Changelog

v1.6.1 — 2026-06-15

Drop-in support for heterogeneous per-layer head_dim (Gemma-4) + bit-packing adopted as the unified compression-ratio standard.

Per-layer head_dim. Models whose layers expose different K/V head dims now work drop-in. Gemma-4-26B mixes sliding_attention (head_dim=256) and full_attention (head_dim=512) layers, which raised AssertionError: expected last dim 256, got 512. Each layer's codec is now built lazily from the head_dim actually observed at that layer (KakeyaLatticeQuantizedCache, KakeyaLatticeCache, TurboQuantPackedCache).
Attention-mask sizes. The int-storage caches keep their compressed state outside self.layers, so transformers-5's DynamicCache.get_mask_sizes fell through to (query_length, 0) and corrupted Gemma-4's sliding-window / multimodal blockwise mask during multi-step decode (CUDA device-side assert). get_mask_sizes is now overridden to report the true cache length.
Verified on H200: Gemma-4-26B generates end-to-end with KakeyaLatticePackedCache (E8 Q=38), real CR 2.44×, lossless; per-layer codecs 256 (sliding) / 512 (full).

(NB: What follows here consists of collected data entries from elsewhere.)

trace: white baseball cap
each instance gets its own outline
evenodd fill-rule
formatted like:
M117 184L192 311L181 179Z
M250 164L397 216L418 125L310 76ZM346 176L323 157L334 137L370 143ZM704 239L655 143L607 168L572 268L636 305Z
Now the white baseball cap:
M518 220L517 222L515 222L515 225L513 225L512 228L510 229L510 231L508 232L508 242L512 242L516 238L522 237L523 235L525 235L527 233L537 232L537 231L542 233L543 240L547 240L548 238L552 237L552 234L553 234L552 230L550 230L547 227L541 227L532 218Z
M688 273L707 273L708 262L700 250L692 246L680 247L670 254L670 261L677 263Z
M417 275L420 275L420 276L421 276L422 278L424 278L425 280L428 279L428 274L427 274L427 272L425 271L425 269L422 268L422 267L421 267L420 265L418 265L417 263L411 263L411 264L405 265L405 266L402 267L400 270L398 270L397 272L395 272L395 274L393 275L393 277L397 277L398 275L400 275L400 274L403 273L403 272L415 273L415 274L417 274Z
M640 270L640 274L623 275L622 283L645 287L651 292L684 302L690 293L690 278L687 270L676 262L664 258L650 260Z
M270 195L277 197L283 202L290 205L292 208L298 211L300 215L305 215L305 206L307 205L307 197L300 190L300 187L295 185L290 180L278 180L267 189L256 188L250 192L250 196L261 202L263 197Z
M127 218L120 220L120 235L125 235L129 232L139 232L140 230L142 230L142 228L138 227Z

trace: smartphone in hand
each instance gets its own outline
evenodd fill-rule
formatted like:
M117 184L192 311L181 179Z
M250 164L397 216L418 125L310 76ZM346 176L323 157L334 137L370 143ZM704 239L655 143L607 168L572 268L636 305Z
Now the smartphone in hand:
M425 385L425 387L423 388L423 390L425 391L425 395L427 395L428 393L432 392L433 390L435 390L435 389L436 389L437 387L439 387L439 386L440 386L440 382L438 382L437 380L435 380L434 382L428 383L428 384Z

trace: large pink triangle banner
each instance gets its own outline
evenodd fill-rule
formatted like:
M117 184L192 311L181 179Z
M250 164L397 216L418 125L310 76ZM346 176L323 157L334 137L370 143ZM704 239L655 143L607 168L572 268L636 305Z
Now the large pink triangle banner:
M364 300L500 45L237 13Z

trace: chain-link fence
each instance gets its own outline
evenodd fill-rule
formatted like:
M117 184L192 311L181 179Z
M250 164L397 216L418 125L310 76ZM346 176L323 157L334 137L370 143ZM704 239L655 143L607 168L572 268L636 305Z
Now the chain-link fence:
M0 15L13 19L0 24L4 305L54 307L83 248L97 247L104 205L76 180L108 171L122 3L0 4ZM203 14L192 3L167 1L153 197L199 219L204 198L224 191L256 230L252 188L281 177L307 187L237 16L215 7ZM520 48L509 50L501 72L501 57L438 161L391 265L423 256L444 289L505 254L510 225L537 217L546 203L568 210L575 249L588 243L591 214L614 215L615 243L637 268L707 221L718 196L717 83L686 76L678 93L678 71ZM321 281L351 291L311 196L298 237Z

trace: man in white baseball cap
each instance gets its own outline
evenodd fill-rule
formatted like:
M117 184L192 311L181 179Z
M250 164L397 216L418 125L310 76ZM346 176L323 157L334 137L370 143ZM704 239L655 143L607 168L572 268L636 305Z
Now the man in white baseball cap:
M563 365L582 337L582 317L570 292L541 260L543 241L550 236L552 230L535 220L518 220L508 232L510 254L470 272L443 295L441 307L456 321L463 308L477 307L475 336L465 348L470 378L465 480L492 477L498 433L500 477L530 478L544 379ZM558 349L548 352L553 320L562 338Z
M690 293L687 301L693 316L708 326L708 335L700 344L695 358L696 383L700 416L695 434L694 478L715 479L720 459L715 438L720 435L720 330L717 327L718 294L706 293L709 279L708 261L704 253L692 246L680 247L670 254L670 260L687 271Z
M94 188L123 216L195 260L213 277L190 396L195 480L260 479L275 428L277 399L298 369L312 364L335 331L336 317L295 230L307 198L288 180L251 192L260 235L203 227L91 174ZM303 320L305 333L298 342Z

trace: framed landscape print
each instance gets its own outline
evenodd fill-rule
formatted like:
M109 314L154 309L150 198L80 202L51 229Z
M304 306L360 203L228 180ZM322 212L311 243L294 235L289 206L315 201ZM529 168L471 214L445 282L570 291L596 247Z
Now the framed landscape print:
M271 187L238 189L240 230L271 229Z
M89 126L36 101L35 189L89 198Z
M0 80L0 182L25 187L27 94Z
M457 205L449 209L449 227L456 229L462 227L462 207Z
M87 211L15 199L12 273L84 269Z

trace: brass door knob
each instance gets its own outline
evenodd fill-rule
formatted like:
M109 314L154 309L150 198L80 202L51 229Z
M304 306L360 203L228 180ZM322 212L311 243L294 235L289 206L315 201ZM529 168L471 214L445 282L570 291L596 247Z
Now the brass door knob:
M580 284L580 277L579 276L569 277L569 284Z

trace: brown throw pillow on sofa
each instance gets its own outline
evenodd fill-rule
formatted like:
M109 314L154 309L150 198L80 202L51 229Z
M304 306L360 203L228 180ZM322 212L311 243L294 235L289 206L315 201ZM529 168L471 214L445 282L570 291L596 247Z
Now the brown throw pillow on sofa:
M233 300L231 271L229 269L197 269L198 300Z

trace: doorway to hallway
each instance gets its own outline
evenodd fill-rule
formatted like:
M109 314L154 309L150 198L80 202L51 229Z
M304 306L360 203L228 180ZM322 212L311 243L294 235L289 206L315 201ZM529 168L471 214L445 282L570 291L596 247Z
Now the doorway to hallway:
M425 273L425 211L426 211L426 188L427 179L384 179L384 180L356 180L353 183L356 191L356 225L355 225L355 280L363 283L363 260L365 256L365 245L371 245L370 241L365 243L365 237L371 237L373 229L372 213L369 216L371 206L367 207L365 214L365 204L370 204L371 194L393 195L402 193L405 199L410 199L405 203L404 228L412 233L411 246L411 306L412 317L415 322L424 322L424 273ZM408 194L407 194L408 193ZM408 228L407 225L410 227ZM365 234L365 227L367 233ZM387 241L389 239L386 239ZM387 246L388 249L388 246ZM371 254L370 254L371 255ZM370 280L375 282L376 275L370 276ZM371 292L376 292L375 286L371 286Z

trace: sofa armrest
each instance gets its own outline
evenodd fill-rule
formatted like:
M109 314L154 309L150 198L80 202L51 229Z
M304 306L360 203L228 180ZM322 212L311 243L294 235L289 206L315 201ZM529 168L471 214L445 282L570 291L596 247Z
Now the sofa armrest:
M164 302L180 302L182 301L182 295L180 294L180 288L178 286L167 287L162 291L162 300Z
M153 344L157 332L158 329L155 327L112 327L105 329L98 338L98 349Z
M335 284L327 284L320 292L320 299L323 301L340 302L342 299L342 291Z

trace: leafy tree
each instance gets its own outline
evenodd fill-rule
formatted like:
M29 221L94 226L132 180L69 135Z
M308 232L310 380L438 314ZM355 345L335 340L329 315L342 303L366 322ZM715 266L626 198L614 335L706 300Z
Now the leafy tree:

Qwen3-4B regression unchanged.

Bit-packing + iso-quality is now the unified comparison standard. All codec-vs-codec comparisons (KakeyaLattice and the TurboQuant baseline) use the bit-packed caches (KakeyaLatticePackedCache, TurboQuantPackedCache) and match quality (each codec taken at the operating point meeting a fixed |Δppl| threshold, then real bytes compared). Raw CR at unmatched bit budgets is never used to rank codecs. Iso-ppl result on Qwen3-4B (|Δppl| ≤ 2 %): E8 +7.7 %, D4 +5.0 % real-byte advantage over TurboQuant. The int8 KakeyaLatticeQuantizedCache (1.94×) remains as the simpler, dependency-free storage option. README and reports updated accordingly.

fix codec.roundtrip bug — contiguous, directly-SDPA-feedable K/V decode.

KakeyaLatticeQuantizedCache storage layout. The cache previously held a growing Python list of per-update() (q_lat, norms, qmax) chunks per layer and re-torch.cat-ed the entire history on every decode step before re-decoding it — O(N²) over a length-N generation, and not a single contiguous buffer. It now keeps one contiguous tensor per layer per component, grown by a single cat per update() (like transformers.DynamicCache), and the decoded K/V returned to attention are .contiguous() — i.e. a batched, contiguous, directly SDPA-/FlashAttention- feedable KV layout. Amortized-linear instead of quadratic.

Bit-packing (kakeyalattice.hf.bitpack). GPU-native fixed-width packer plus exact-ceiling D4 and E8 block codes (D4 even-sum reduction; E8 doubled-int same-parity + sum-mod-4 reduction), with a small lossless exception side-channel for the ~1% of blocks the codec's defensive clamp pushes out of the lattice. Realises the codec's bit-rate ceiling as real bytes.
End-to-end packed caches (kakeyalattice.hf.packed_cache). KakeyaLatticePackedCache (D4/E8) and TurboQuantPackedCache — contiguous, decode-on-read, with kv_storage_bytes() reporting the real bit-packed footprint. Measured on Qwen3-4B / H200: D4 Q=38 = 2.46×, E8 Q=38 = 2.37× real HBM (vs the int8 path's 1.94×); pack→unpack verified lossless.
TurboQuantCodec (kakeyalattice.hf.turboquant). The scalar-quantise baseline, parameterised by bits/coordinate, for apples-to-apples comparison.
Real-byte iso-ppl comparison harness (benchmarks/bitpack_vs_tq/) + report (reports/v1_5_release/bitpack_vs_tq_2026-06-15/). On Qwen3-4B, at the 1–2% |Δppl| band the real-byte advantage over TurboQuant is E8 +7.7%, D4 +5.0% (vs the bit-rate table's +26.9%); E8 wins at every threshold tested.

Reconstruction is byte-for-byte identical to the int8 path (packing is a lossless re-encoding), so all previously reported quality numbers carry over.
Single-model scope for the new comparison: Qwen3-4B, head_dim=128.

E8 nested-lattice codec (V15KakeyaZamirE8GPU); KakeyaLatticeCache and KakeyaLatticeQuantizedCache (int8, real ~1.94× HBM). PyPI package.